The student news site of Downers Grove South High School


Social media pushes propaganda

Lucas Penavic
Social media has become a potent minefield of false information and subtle conditioning.

Let’s face it: you are not immune to propaganda.

Every social media site and every article you read is delivering some form of propaganda to you, whether it’s outright or not. In the modern age, things like false facts and misinformation have become rampant, and the truth is that it affects everybody, no matter your beliefs.

I see this happening everywhere, ranging from innocuous “historical” posts to outright political messages. The problem seems to be that a large portion of people read these posts, , and instead of looking through it and really thinking, they think to themselves “This uses numbers, so it must be true,” and then move on. This is a bad habit as it allows people to subtly condition these oblivious readers into believing a certain thing, or supporting a specific cause that may be harmful for the world.

Let me be very clear; this is not a one-sided problem. It happens to every political group, every supporter of a specific cause and so on. Since this is occuring at a large-scale, it can be visualized as a blanket covering the entirety of the internet, especially social media.

Take the late months of 2020 through early 2021 during the U.S. presidential election. No matter which side one’s support goes to, it’s truthful to say that this specific moment in time was just charged with information that simply was not true, on both sides. Every second on social media during this era could be compared to swimming through a pool of pufferfish, with the pufferfish as propaganda, and “interacting” with them could be extremely harmful mentally, and sometimes the consequences could lead to physical harm, as seen with the Capital riot of Jan. 6, 2021.

It’s an extremely scary prospect that something as small as a tweet about one person can be such a potent thing. This idea has been discussed a bit more in the past few years, but for the most part, the general populace is largely unaware of the conditioning they’re experiencing every day. It’s especially important to make sure that the younger generation is aware of the way social media conditions their brain, as they are much more impressionable given how their brain develops.
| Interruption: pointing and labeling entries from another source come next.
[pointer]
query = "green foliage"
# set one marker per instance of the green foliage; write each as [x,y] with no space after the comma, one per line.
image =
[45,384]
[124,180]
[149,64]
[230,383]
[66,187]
Tiktok is quite possibly the biggest proprietor of feeding straight up misinformation to teens. Since there’s no requirement to be able to make a post, it’s rather easy for any group to go ahead and create a swarm of fresh accounts to push a specific agenda, ready to be consumed by droves of easily-impressionable people. I can recall plenty of times where I’ve come across a political post by an account that has little to no posts, no bio or profile picture and a general lack of personalization of the account.

I am guilty of falling for things that aren’t true. Really, I’d be lying if I said I was able to defer what’s real or not every second I spend on social media. I have had multiple moments where I’ve seen doctored photos of real people, and not even stop to examine the truthfulness, and it’s a habit I’ve been slowly working to break free of.

The important thing is to not look down on yourself for ever believing a false social media post. The human brain works in such a way that it prefers to make quick judgments, which leads to us subconsciously falling for false facts. In fact, everybody has these subconscious biases, it’s just a natural aspect of being a human, and no one should beat themselves for falling victim to this reality.

My recommendation? Take a step back when scrolling through Tiktok at two in the morning and think about the validity of a claim being made on a post. Make sure what you’re consuming has a respectable degree of credibility.